The portfolio concept has some precedent. For example, some healthcare certification boards accept a combination of designated activities (e.g. continuing education units, research activities, college level courses, publications, major presentations, etc.) for recertification. In academia, graduate level capstone projects may offer a “portfolio option” in lieu of the traditional thesis. In these examples the portfolio option recognizes that competency can be demonstrated in variety of ways that these may be different but are equally valid, and that different types of outcomes from learning and professional development are as important to competency as knowledge acquisition.
The foremost example of this trend is seen at the American Nurses Association. The American Nurses Credentialing Center now offers a number of certification by portfolio options. For IPs who are RNs, the ANCC’s credential for Advanced Public Health Nurse, available since 2014, may offer a helpful new choice.

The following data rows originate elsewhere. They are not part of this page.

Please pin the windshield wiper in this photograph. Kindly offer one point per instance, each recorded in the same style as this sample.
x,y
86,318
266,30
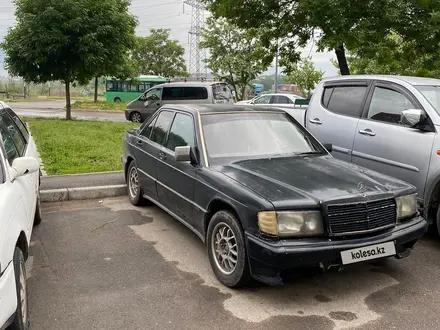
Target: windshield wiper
x,y
314,152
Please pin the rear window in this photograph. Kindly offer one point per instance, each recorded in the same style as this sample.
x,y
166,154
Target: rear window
x,y
344,100
195,93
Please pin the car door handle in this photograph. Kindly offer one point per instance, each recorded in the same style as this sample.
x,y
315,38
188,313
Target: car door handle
x,y
315,121
368,132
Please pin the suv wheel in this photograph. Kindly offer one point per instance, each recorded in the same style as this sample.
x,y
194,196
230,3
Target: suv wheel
x,y
21,320
227,251
134,186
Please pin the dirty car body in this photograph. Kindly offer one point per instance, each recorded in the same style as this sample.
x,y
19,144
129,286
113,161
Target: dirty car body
x,y
277,198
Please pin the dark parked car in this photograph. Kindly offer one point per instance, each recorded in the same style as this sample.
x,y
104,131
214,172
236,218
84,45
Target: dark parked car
x,y
264,194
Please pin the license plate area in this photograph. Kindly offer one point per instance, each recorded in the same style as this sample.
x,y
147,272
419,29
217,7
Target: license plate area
x,y
370,252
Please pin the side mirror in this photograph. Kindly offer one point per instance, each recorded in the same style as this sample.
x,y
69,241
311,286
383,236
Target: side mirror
x,y
185,154
22,166
416,118
328,147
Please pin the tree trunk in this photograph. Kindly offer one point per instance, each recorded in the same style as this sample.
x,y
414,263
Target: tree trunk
x,y
96,90
68,105
342,60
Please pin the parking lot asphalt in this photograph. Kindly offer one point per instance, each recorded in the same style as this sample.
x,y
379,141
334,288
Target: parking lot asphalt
x,y
108,265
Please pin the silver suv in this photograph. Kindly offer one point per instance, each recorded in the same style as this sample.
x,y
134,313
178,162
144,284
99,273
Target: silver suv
x,y
389,124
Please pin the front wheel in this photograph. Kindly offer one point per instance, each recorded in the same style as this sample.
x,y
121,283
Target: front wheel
x,y
227,251
21,320
136,117
134,186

Other options could include offering an advanced IP certification based on portfolio or similar assessment method. Or this type of approach could be adapted to offer a more specialized credential for a targeted bundle of skills. For example, while education is a major component of the IP role, the number of IPs who have received any form of pedagogical preparation is unknown. Assessment of teaching ability does not lend itself readily to a formal exam but could be demonstrated via other forms of evidence. The competency of IP consultant might also be credentialed in this manner. As new variations on the IP continue to emerge, especially for advanced practice, non-test based methods may offer the most realistic and relevant option.

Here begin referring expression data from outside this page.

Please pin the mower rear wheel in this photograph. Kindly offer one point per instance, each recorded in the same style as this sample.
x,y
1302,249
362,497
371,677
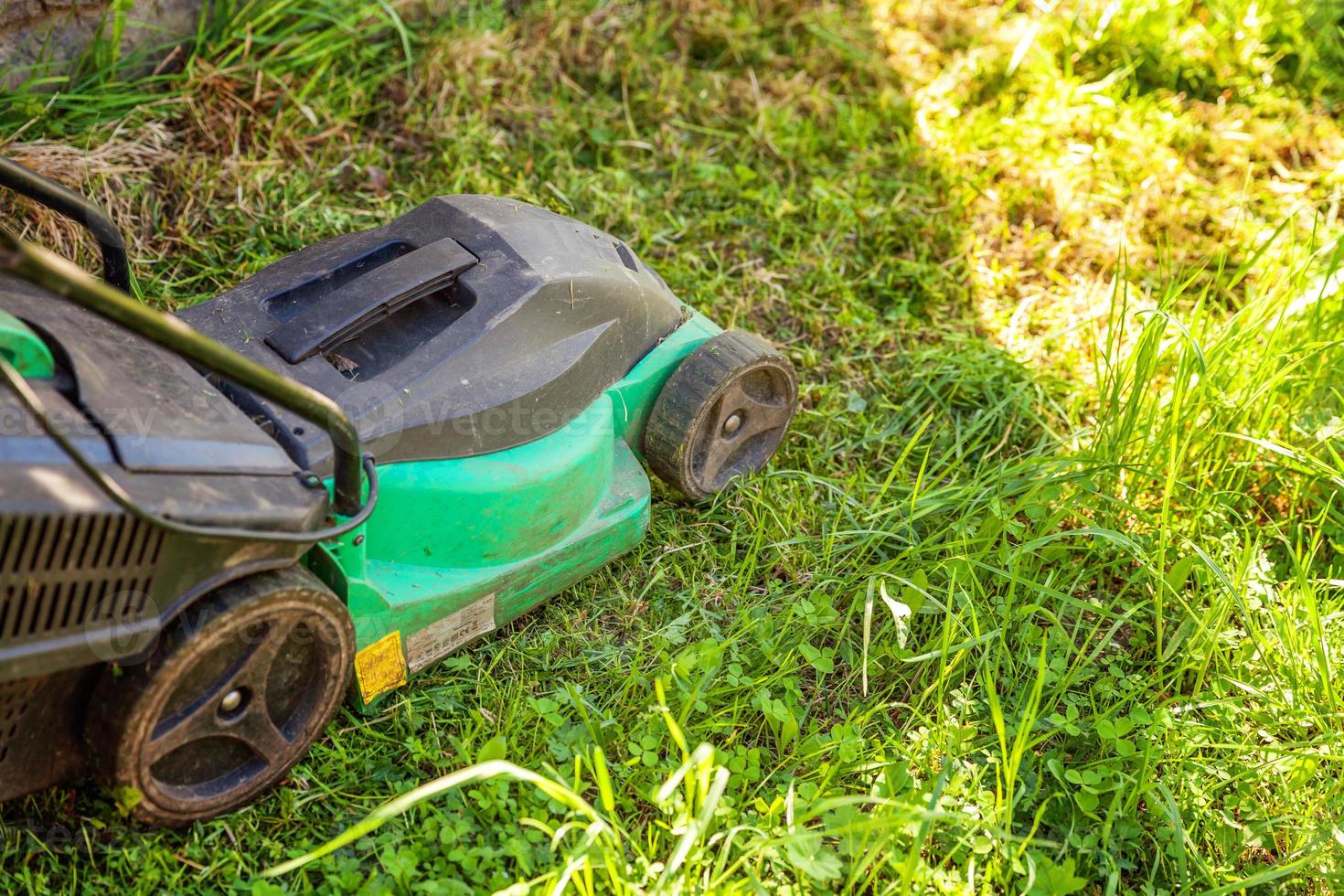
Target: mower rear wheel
x,y
722,414
233,696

As these emerging trends show, the traditional or one-size-fits-all approach to IP certification is changing. The tipping point for major change has not yet been reached but is approaching. This impending change need not be seen as a threat. In fact, as these trends indicate, change offers the opportunity to reach a much broader audience and expand the impact of infection prevention and control in ways that were neither possible nor practical in preceding decades.
The immediate challenge for all IPs is to join the certification discussion, not only regarding the numbers of IPs certified or the relevance of the current credential, but also how credentials are developed. Most importantly, the discussion needs to focus on where the profession wishes to be in 5-10 years and how new credentialing options can be used to help attain that vision.